Überliefert ist eine 1875 erlassene Fabrikordnung, die den Betrieb der Hamburgischen Münze streng regelte. In einem Ton, der keinen Widerspruch duldete, heißt es in den Paragraphen 1 bis 3:
„Jeder Münzarbeiter ist den vorgesetzten Beamten Gehorsam schuldig und muss sich eines bescheidenen und angemessenen Benehmens befleißigen. Auch den Anordnungen der Vorarbeiter ist Folge zu leisten, und muss der Arbeiter, wenn er glaubt, dass ihm dadurch Unrecht geschieht, sich an den vorgesetzten Beamten wenden, damit dieser entscheide.
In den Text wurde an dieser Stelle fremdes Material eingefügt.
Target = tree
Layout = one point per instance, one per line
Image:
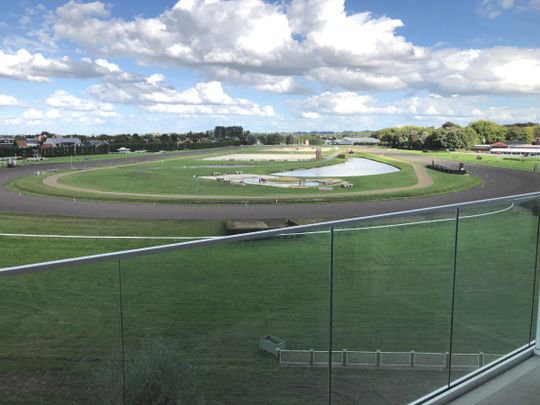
(488, 131)
(520, 133)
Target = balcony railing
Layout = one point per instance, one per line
(380, 309)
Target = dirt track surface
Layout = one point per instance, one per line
(497, 183)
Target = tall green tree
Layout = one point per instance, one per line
(489, 131)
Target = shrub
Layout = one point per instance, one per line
(155, 376)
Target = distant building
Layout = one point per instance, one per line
(517, 151)
(95, 142)
(62, 142)
(6, 140)
(481, 148)
(21, 143)
(356, 141)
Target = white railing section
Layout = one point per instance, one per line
(382, 359)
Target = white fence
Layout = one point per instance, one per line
(380, 359)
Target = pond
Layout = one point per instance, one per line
(352, 168)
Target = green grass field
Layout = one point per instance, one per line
(392, 291)
(23, 250)
(178, 180)
(526, 164)
(81, 159)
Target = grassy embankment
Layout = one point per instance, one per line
(22, 250)
(392, 291)
(176, 180)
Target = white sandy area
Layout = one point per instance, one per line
(264, 156)
(298, 149)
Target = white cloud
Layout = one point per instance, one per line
(153, 93)
(247, 41)
(23, 65)
(67, 108)
(503, 70)
(8, 101)
(535, 4)
(342, 103)
(32, 114)
(61, 99)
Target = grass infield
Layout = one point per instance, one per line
(177, 180)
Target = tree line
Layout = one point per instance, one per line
(454, 136)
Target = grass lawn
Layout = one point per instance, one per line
(78, 159)
(392, 291)
(178, 180)
(21, 250)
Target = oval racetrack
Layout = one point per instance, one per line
(496, 183)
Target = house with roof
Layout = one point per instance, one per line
(62, 142)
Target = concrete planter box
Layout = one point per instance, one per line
(270, 344)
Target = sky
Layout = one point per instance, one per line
(118, 66)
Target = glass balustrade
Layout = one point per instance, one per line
(376, 310)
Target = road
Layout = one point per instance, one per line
(497, 183)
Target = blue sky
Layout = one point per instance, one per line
(94, 67)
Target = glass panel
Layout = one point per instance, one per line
(494, 282)
(392, 299)
(59, 336)
(223, 312)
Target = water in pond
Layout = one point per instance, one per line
(351, 168)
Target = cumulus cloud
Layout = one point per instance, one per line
(502, 70)
(61, 99)
(154, 93)
(23, 65)
(273, 46)
(67, 107)
(430, 108)
(9, 101)
(342, 103)
(251, 42)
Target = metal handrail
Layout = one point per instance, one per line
(124, 254)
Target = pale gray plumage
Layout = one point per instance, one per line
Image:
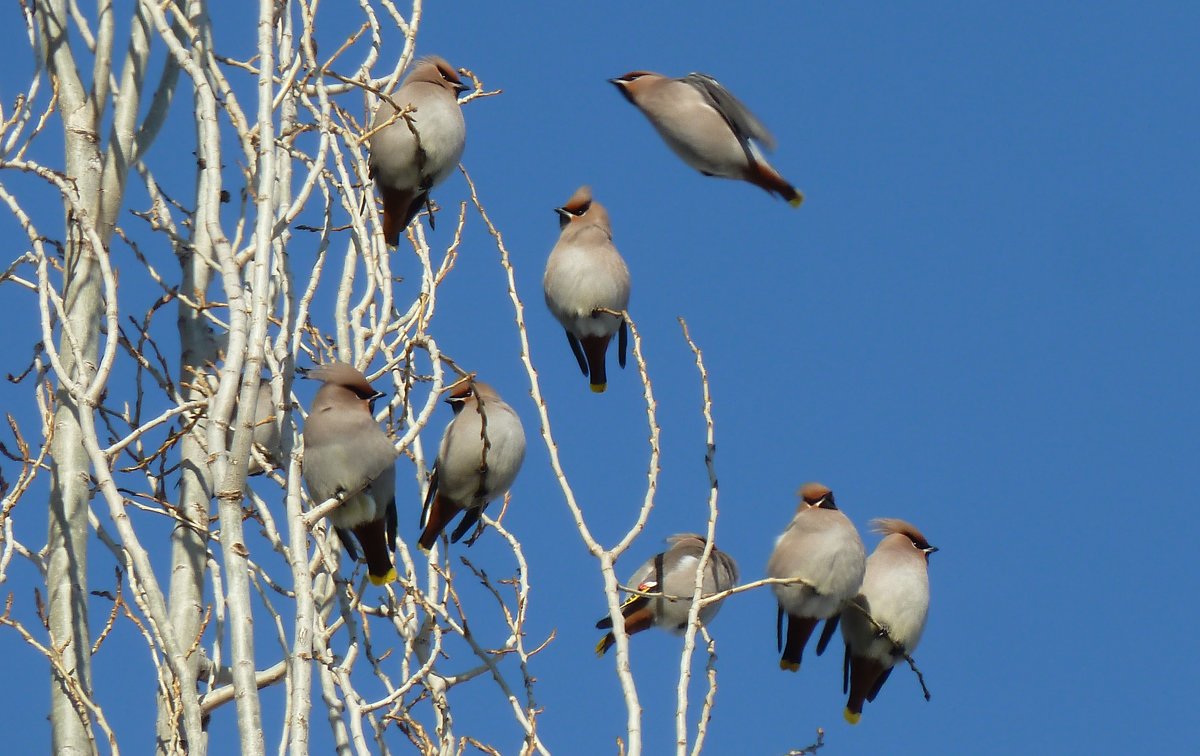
(585, 273)
(348, 455)
(895, 595)
(673, 574)
(821, 546)
(403, 167)
(707, 126)
(457, 483)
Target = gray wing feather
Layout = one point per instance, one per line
(737, 115)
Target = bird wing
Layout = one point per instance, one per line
(737, 115)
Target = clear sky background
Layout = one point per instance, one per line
(983, 321)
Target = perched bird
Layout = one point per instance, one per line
(480, 456)
(403, 166)
(886, 619)
(672, 574)
(708, 127)
(585, 273)
(822, 546)
(348, 455)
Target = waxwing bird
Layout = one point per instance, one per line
(821, 546)
(480, 456)
(708, 127)
(348, 455)
(585, 274)
(672, 574)
(886, 619)
(403, 166)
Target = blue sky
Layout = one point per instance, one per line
(982, 319)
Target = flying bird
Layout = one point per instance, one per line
(708, 127)
(348, 455)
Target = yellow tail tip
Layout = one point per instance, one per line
(383, 580)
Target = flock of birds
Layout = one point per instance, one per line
(880, 603)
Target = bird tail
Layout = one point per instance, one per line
(763, 175)
(377, 551)
(399, 209)
(865, 677)
(595, 347)
(799, 630)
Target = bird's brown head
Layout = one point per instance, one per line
(629, 84)
(436, 70)
(816, 495)
(466, 391)
(889, 526)
(582, 209)
(346, 377)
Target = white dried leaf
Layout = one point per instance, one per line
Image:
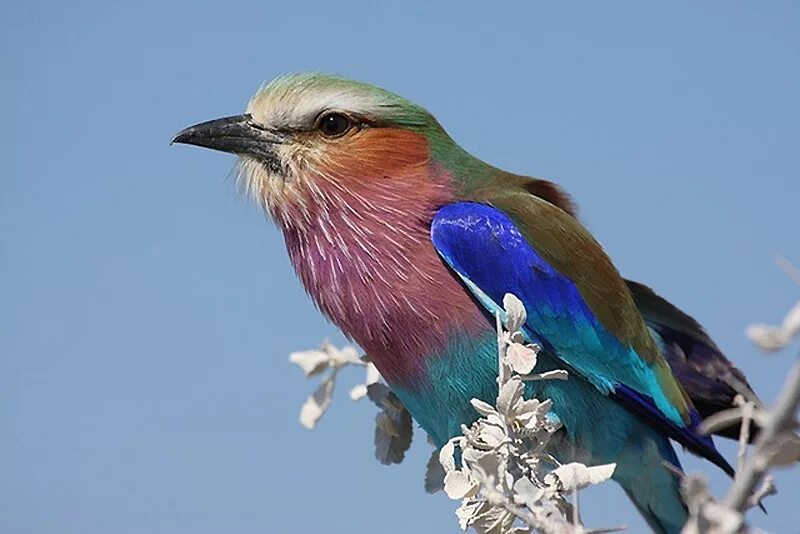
(556, 374)
(526, 493)
(492, 435)
(483, 408)
(316, 405)
(447, 456)
(522, 358)
(434, 474)
(459, 485)
(373, 377)
(494, 520)
(572, 476)
(510, 393)
(345, 355)
(791, 322)
(312, 362)
(515, 312)
(468, 510)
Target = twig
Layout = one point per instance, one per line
(779, 419)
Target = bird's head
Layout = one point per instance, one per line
(305, 136)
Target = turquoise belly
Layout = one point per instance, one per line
(597, 428)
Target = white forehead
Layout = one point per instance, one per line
(296, 101)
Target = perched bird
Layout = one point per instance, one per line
(408, 244)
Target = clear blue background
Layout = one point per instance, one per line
(148, 311)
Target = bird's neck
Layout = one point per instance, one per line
(365, 256)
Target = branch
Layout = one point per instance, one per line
(779, 421)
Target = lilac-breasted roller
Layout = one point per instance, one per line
(408, 244)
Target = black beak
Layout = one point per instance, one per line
(238, 135)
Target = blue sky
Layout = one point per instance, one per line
(148, 310)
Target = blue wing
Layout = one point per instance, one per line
(488, 252)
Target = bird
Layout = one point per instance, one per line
(408, 243)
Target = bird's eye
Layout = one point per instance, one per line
(334, 124)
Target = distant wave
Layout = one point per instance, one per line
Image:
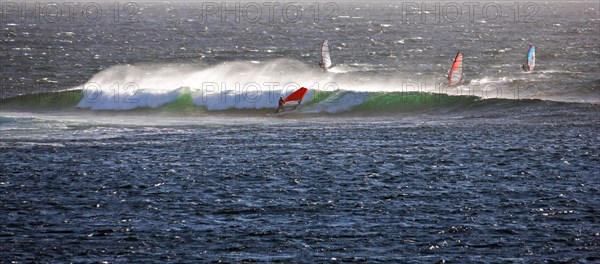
(244, 86)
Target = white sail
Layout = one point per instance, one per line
(325, 58)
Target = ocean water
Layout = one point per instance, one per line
(145, 132)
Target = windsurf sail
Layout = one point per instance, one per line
(530, 59)
(455, 74)
(325, 61)
(292, 101)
Jeder Arbeiter soll nach Kräften dahin zu wirken suchen, dass die Ordnung in jeder Richtung erhalten bleibe, namentlich aber ist er verpflichtet, Unredlichkeiten nicht zu dulden und solche, wenn sie zu seiner Kenntnis kommen, einem der Beamten sofort mitzutheilen.“
Die Arbeitszeit dauerte einschließlich der Pausen von morgens sechs bis abends sechs Uhr.
„Außer diesen Arbeitszeiten muss auf Anordnung des Münzdirektors zu den für Ueberarbeit festgesetzten Löhnen gearbeitet werden. Kein Arbeiter aber darf ohne Anordnung des vorgesetzten Beamten Ueberarbeit auf eigenen Antrieb machen.“
Weitere Bestimmungen gelten dem Lohnentzug, wenn jemand ein paar Minuten zu spät zur Arbeit erschien oder vorzeitig den Arbeitsplatz verließ.
Die Plakette von 1925 würdigt das fünfzigjährige Bestehen der Hamburgischen Münze und zeigt Arbeiter beim Gießen des Metalls, aus dem in weiteren Produktionsgängen Münzen entstehen. Bildquelle: Caspar.
Selbstverständlich waren alkoholische Getränken beziehungsweise das Tabakrauchen in den Werkstätten mit Ausnahme der Schmelze verboten. Urlaub, der nach damaligem Brauch nicht bezahlt wurde, musste rechtzeitig beantragt werden. Verstöße gegen die Fabrikordnung wurden entweder mit Entlassung oder mit einer Strafe in Höhe eines Tageslohns geahndet. Wichtig war der § 12, der unberechtigten, also betriebsfremden Personen den Eintritt in die Münzwerkstätten untersagte.
Hinter dieser Bestimmung scheint sich die Furcht zu verbergen, jemand könnte Fremden oder Angehörigen etwas von dem gemünzten Geld oder von den Metallplättchen zustecken und damit der Münze Schaden zufügen.
Diese seltene Aufnahme zeigt einen Blick in den Prägesaal der Hamburgischen Münze Anfang
des 20. Jahrhunderts. Bildquelle: Caspar.
Im Zweiten Weltkrieg wurde die Hamburgische Münze wie fast die ganze Innenstadt durch Bombenangriffe zerstört. Nach mühevoller Wiederaufbauarbeit stellte sie 1948 die ersten Pfennige und ab 1949 die ersten Groschen und Fünfziger mit dem J her. Bis zur Wiedervereinigung kamen 26,7 Prozent aller Bundesmünzen aus Hamburg. Nachdem 1990 die Berliner Münze als fünfte deutsche Prägeanstalt gesamtdeutsch tätig wurde, sank der Hamburger Anteil auf 21 Prozent. Da die alten Produktionsräume für die wachsenden Aufgaben nicht mehr ausreichten, bezog die Hamburgische Münze 1982 eine neue Produktionsstätte mit der Adresse Bei der Neuen Münze in Hamburg-Rahlstedt.
Wer die Münz- und Medaillengeschichte der Hansestadt genauer kennenlernen möchte, ist im Museum für Hamburgische Geschichte am Holstenwall 24 an der richtigen Adresse. Hier dokumentiert das Münzkabinett Einzelheiten über die über tausend Jahre alte Hamburger Münz-, Geld- und Bankengeschichte. Gezeigt werden Prägungen, beginnend mit römischen Geldstücken, die in der Region gefunden wurden und wichtige Belege für Handel und die Anwesenheit von römischen Soldaten darstellen, und endet bei prächtigen Goldmedaillen und Silbertalern der Neuzeit. Zu erfahren ist auch, wie schwierig es für Händler und Bankiers war, mit den zahllosen, oft ganz unterschiedlich großen und schweren Geldstücken klarzukommen und warum sich die Hansestädte im späten 14. Jahrhundert im Rahmen des Wendischen Münzvereins zur Förderung von Handel und Wandel auf eine einheitliche Münzprägung verständigten.